Can your ‘smart’ home spy on you?
Is your smart TV eavesdropping on your conversations? Image: REUTERS/Kacper Pempel
Smart TVs and an array of other web-enabled devices that are becoming ubiquitous in our high-tech homes could be used for surveillance by intelligence and law enforcement agencies.
A lack of security on the increasing number of devices connected to the internet – and to one another – is a boon for eavesdroppers, according to the US director of national intelligence.
James Clapper told the US Senate Armed Services Committee last week that intelligence services might use the internet of things to spy on citizens.
“In the future, intelligence services might use the [internet of things] for identification, surveillance, monitoring, location tracking, and targeting for recruitment, or to gain access to networks or user credentials,” he said.
A variety of voice command devices like smart TVs, wireless speakers, gaming consoles and connected car programs could be used to listen in because they routinely have to send data “home” to a server and their microphones are always on in case you need to “talk” to them.

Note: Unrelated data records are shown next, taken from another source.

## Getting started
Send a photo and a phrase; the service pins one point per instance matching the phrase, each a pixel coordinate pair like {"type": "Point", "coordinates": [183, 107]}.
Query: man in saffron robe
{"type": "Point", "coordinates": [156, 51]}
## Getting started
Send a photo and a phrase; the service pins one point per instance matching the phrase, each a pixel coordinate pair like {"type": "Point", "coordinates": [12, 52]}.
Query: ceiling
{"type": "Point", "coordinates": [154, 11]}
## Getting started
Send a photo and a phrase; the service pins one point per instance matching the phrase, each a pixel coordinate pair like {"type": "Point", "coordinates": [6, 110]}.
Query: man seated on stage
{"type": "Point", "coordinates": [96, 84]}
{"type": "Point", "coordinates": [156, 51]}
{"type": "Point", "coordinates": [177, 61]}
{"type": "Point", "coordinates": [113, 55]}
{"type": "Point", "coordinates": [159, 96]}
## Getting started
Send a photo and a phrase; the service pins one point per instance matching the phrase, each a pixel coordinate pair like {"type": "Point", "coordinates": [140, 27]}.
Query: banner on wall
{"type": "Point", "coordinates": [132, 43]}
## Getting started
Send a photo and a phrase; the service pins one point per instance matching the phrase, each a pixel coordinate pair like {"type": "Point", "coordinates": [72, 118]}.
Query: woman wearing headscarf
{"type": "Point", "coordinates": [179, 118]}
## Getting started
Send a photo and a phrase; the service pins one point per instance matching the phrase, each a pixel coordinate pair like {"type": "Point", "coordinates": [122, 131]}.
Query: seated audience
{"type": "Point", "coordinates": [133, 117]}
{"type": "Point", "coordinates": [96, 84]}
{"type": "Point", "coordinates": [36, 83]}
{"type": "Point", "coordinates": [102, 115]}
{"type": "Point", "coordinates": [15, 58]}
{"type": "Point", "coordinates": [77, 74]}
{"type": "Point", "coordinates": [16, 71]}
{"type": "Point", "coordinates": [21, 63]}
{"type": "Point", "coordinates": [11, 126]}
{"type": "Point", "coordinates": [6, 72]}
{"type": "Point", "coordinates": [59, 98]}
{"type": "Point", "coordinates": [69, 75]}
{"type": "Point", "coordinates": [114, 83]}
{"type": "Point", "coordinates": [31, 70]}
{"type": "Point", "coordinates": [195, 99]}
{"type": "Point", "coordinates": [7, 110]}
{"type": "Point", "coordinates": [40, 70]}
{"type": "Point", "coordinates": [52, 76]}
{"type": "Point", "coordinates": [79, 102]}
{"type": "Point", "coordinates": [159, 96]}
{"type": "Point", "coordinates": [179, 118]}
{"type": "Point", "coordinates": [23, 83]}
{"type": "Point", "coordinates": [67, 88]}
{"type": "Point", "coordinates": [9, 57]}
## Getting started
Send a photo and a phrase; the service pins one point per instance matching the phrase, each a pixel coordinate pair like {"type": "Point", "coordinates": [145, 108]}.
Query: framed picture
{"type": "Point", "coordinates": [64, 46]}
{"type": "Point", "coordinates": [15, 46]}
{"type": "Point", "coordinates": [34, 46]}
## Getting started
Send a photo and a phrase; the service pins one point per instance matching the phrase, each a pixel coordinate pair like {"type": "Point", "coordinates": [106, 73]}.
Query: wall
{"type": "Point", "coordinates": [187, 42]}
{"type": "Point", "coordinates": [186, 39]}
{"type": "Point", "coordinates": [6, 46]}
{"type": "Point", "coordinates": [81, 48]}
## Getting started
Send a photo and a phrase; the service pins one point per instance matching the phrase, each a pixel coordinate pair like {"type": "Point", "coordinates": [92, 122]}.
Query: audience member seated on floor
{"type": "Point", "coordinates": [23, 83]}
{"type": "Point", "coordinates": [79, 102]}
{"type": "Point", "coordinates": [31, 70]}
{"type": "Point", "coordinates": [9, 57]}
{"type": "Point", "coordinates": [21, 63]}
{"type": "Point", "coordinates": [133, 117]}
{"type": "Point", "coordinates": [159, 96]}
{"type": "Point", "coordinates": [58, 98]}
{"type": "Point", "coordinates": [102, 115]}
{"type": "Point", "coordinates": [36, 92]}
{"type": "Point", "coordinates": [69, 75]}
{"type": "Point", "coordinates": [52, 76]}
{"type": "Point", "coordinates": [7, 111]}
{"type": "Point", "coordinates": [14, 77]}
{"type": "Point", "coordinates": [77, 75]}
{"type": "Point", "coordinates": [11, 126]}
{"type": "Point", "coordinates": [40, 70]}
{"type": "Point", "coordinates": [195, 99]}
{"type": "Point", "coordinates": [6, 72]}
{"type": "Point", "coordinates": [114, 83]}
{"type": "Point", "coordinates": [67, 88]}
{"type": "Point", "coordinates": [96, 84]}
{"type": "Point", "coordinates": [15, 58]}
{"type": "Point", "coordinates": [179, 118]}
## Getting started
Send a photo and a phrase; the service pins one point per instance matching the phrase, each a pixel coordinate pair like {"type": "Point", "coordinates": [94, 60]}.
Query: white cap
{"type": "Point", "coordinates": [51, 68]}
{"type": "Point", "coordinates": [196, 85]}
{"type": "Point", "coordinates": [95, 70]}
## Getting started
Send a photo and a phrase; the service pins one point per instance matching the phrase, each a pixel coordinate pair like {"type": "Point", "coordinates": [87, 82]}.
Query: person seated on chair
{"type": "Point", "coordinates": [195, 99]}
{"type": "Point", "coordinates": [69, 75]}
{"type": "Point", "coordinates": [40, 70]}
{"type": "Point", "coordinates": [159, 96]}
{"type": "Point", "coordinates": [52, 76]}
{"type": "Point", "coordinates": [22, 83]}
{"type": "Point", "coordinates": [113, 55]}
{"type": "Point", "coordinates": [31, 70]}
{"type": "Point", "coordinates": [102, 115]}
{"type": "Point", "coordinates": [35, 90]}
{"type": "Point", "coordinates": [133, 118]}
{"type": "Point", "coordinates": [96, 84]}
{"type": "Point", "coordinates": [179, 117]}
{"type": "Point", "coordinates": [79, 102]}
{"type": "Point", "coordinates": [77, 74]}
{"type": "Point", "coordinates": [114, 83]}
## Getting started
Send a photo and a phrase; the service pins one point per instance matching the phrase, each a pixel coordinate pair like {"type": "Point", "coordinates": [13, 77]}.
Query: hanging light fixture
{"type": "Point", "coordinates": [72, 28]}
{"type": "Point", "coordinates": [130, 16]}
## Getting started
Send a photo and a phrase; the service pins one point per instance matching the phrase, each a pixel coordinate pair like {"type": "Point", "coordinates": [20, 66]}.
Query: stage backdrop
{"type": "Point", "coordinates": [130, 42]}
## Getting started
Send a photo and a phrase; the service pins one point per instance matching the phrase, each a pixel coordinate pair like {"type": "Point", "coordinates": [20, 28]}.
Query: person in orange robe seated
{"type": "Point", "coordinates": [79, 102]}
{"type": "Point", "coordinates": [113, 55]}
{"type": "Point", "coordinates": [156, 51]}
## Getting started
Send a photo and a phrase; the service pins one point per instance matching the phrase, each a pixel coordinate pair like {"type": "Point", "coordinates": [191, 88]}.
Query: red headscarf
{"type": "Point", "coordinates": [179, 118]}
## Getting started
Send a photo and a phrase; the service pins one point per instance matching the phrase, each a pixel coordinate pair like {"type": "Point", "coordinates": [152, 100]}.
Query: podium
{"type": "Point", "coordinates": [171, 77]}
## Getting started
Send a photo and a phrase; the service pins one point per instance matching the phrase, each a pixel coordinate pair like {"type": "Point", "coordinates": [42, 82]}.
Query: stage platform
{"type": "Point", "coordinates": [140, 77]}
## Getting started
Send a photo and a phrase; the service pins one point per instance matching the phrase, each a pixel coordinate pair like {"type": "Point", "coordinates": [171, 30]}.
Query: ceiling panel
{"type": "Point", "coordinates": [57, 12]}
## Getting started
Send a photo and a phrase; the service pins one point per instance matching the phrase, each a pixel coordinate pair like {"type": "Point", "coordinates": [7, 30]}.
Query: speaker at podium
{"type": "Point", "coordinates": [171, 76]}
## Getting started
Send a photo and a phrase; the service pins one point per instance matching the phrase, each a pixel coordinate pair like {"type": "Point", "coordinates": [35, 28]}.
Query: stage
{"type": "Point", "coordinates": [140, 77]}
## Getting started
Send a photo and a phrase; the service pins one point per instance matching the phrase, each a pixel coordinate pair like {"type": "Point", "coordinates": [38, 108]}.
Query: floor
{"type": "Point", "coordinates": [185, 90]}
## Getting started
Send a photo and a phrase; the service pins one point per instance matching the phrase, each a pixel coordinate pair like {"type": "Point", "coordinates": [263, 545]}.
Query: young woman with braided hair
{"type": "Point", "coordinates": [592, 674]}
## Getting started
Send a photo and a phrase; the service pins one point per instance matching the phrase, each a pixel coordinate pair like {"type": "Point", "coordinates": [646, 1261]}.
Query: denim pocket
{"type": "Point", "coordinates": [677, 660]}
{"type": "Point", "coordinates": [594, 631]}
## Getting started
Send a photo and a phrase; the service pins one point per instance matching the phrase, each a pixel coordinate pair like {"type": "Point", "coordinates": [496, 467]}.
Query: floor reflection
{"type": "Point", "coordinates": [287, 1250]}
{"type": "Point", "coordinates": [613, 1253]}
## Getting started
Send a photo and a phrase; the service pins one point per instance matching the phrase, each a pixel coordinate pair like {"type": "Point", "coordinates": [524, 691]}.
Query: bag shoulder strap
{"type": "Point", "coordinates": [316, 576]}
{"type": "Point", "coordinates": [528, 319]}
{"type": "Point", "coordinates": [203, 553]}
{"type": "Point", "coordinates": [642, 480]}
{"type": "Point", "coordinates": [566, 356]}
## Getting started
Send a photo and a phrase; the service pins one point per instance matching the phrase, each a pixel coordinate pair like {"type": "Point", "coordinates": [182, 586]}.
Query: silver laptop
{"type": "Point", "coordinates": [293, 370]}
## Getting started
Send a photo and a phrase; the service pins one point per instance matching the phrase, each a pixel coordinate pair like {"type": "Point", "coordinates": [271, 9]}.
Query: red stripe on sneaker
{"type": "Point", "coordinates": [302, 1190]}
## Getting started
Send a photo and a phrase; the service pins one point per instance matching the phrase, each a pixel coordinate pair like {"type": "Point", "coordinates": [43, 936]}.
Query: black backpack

And it’s not just intelligence officials interested in tapping into our homes. Weak security on smart household devices allows hackers to gain access to parts of our lives we would rather keep private. Researchers found internet-connected baby monitors were highly vulnerable to hacking, while Google’s Nest thermostats were leaking locations of users’ homes on the internet.
By 2022, more than a trillion sensors are predicted to be connected to the internet. While the potential benefits of the internet of things will be huge and will almost certainly make our lives infinitely easier – think: being able to find your car keys with your mobile phone – the arrival of the connected home also prompts huge questions related to security and privacy.